Bunu benzettiğim şey, ölmeye yakınken onunla olduğu ama yaşarken benimle olduğuyla. Benimle olmuyordu bile. Sadece saçma bir somutluktan ibaretti. Daha fazla olmamıştı ve olacağını sanmıyordum zaten.

Öğleden sonra bir şeyler yememizin ardından duş almıştım ve bornozumla kıyafetlerimi çoktan yerleştirdiğim tek kişilik giysi dolabına göz atıyordum dakikalardır. Lucas, havaalanına arkadaşlarını almaya gitmişti. Bugün kendimi biraz sorumluluk sahibi hissediyordum çünkü kendi ülkemi tanıtma görevini üstlenmiştim. Tabii ki de bundan şikayetçi değildim, uzun zamandır dışarı çıkmadığımın hatta yıllardır gitmediğim yerler olduğunu biliyordum. Belki de en azından dünü unutturacak bir gün olabilir diye umuyordum.

Uzun zamandır giymediğim koyu kahve eteğimi, çorabımı, krem rengi triko kazağımı çıkarıp hepsi teker teker üzerime giydikten sonra kuruttuğum saçlarımı bol bir şekilde örüp omzumdan aşağı bıraktım ve çekmecede bulduğum koyu kahve, ressam şapkamı da kafamı geçirdim.

"Renee müsait misin?"

Jaehyun'un sesini duyduğumda irkildim. "Evet..." diye mırıldandığımda kapıyı araladı ve kafasını çıkarıp üzerime göz gezdirdi.

Hafifçe gülümseyerek. "Hoş görünüyorsun..."

"Teşekkürler." Dedim ben de ufak bir tebessümle.

"Ben gelemeyeceğim, biriyle görüşmem gerek. Lucas arkadaşlarıyla buraya gelecek, buradan birlikte gidersiniz. Olur mu?"

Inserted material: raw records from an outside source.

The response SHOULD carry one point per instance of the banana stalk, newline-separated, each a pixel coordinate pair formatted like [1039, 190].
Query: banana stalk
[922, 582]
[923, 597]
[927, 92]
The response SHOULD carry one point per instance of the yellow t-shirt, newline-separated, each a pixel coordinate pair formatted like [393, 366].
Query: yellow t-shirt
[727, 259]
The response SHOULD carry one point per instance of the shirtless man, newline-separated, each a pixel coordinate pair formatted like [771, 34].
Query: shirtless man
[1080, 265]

"Tabii ki. Kiminle görüşeceksin?" merakla sorduğumda gözlerini yere çevirdi ve hızla tekrar bana çıkardı.

"Bir arkadaşım sadece. Görmem gerek. Size iyi eğlenceler. Geç kalmayın."

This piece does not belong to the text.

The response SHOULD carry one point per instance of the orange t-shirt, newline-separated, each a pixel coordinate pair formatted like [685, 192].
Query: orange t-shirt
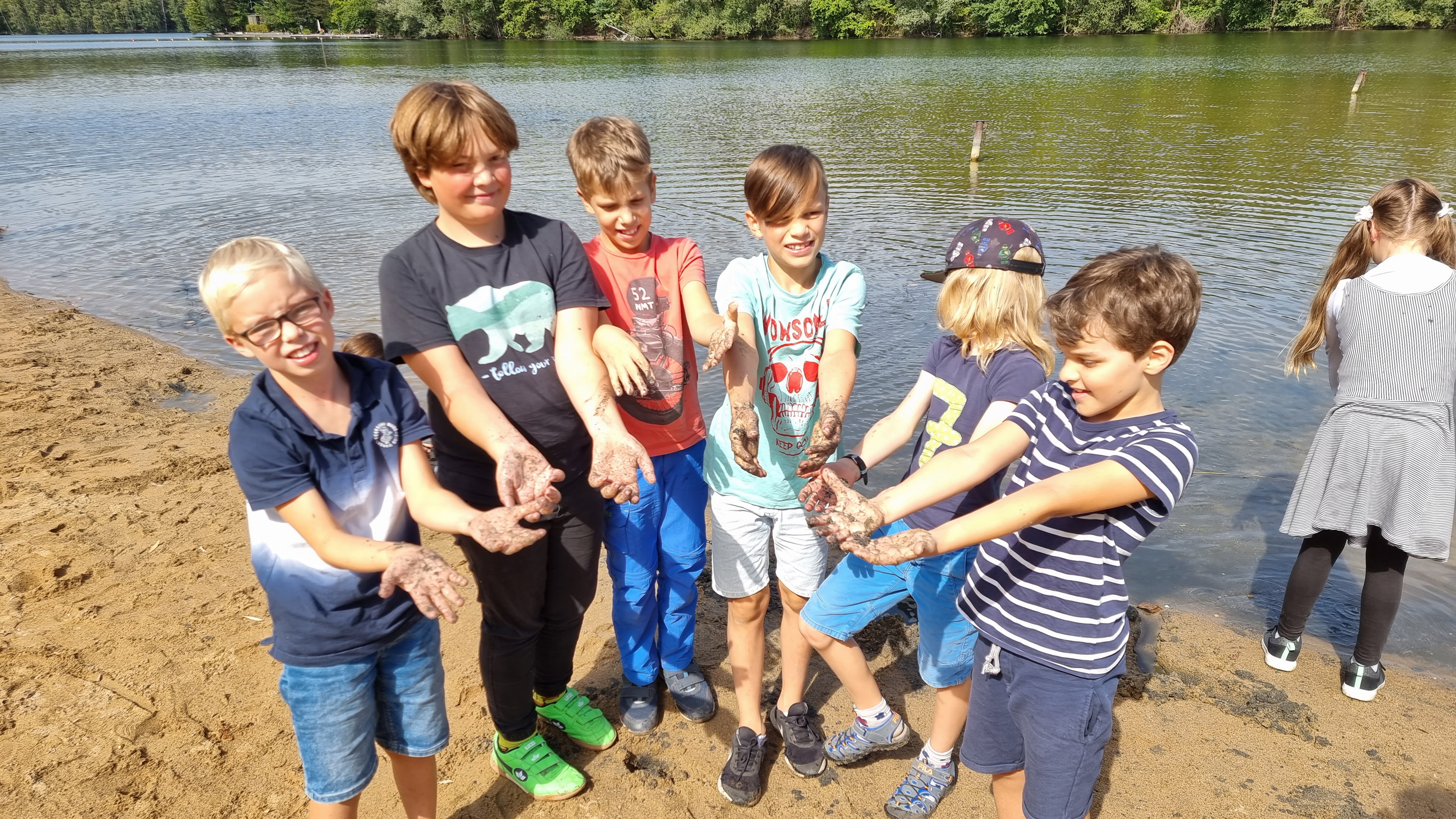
[647, 301]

"Peki. Sen de." Diye konuştum, o kapıyı kapatmadan önce kıkırdarken.

Kiminle görüşeceğini merak etmiştim ama kendisi söylemek istemiyorsa, söylemeyebilirdi. Sonuçta, çok naif birisiydi ve fazla yakışıklıydı... Kalbinin boş olacağını ya da boş bırakılacağını sanmıyordum zaten.

Telefonumu alıp odadan çıktığımda Jaehyun da dış kapıdan çıkmıştı. Ben de salona girip etrafa bakındım. Mina telefonuyla uğraşırken beni gördüğü gibi bana yaklaştı. Saçlarını geriye atmıştı ve kakülleri düzgünlerdi. Üzerinde şaşıracağım bir şekilde kendi gömleği olduğunu anladığım beyaz üzerine siyah çizgili gömleği, altında da kotu vardı.

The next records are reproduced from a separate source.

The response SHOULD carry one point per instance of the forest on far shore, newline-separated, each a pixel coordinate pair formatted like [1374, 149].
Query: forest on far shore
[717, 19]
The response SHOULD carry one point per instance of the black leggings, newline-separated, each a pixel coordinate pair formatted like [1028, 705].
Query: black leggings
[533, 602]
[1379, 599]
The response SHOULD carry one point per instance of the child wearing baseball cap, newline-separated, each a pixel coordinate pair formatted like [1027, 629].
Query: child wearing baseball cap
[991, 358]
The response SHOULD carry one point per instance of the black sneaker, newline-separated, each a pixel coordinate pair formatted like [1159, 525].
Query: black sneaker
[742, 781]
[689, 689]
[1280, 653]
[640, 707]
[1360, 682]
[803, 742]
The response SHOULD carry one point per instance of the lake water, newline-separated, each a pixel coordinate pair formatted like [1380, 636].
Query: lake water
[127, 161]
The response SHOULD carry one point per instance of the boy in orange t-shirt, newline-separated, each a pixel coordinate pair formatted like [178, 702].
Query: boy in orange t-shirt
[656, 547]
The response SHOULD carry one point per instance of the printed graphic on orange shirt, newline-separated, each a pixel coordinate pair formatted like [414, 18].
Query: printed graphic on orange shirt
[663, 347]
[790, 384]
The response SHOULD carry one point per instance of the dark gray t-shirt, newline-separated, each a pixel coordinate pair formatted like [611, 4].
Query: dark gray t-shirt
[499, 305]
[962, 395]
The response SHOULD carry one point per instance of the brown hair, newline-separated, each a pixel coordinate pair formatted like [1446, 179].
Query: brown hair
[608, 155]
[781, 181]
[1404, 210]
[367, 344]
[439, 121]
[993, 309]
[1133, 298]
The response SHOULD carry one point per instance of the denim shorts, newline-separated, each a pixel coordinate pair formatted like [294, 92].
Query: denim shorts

"Lucaslar aşağıdaymış kapıyı açmaya gidiyorum." Dedi ve aceleyle yanımdan geçti. Muhtemelen kendisi sormuştu, telefonuyla da bu yüzden uğraşmıştı. Mina ve Mark'ın gelmeyeceğini sanıyordum aslında. Mina'nın bu heyecanına bakarsam, kendisi de gelmek için can atıyor gibiydi.

Onun peşinden kapıya ilerlerken Mark odasından çıktı ve karşı karşıya kaldık. Mina ileride kapıyı açıyordu ve biz Mark ile birbirimize bakakalmıştık.

Siyah saçları dağınıktı ve bunu görmek parmak uçlarımı sızlatmıştı. Üzerinde yeşil kazağı ve altında da yırtık kotu vardı. Donuk bakıyordu ama onun asla donuk bakamayacağını biliyordum artık. Bunun bile bir anlamı vardı yani. Donuk değildi ama dalgındı. Düşünceliydi daha çok. Gözlerime o birkaç saniyelik anda, birkaç tonluk ağırlık yüklemeye başladığında buna dayanamayıp kafamı çevirerek kapıya ilerleyen ben olmuştum. Bu acının altında kalabilecek kadar sabrım yoktu artık. Sadece ondan uzak kalmam gerektiğini hissediyordum ama bir şekilde burun burunaydık. En acısı da bu, somut değildi.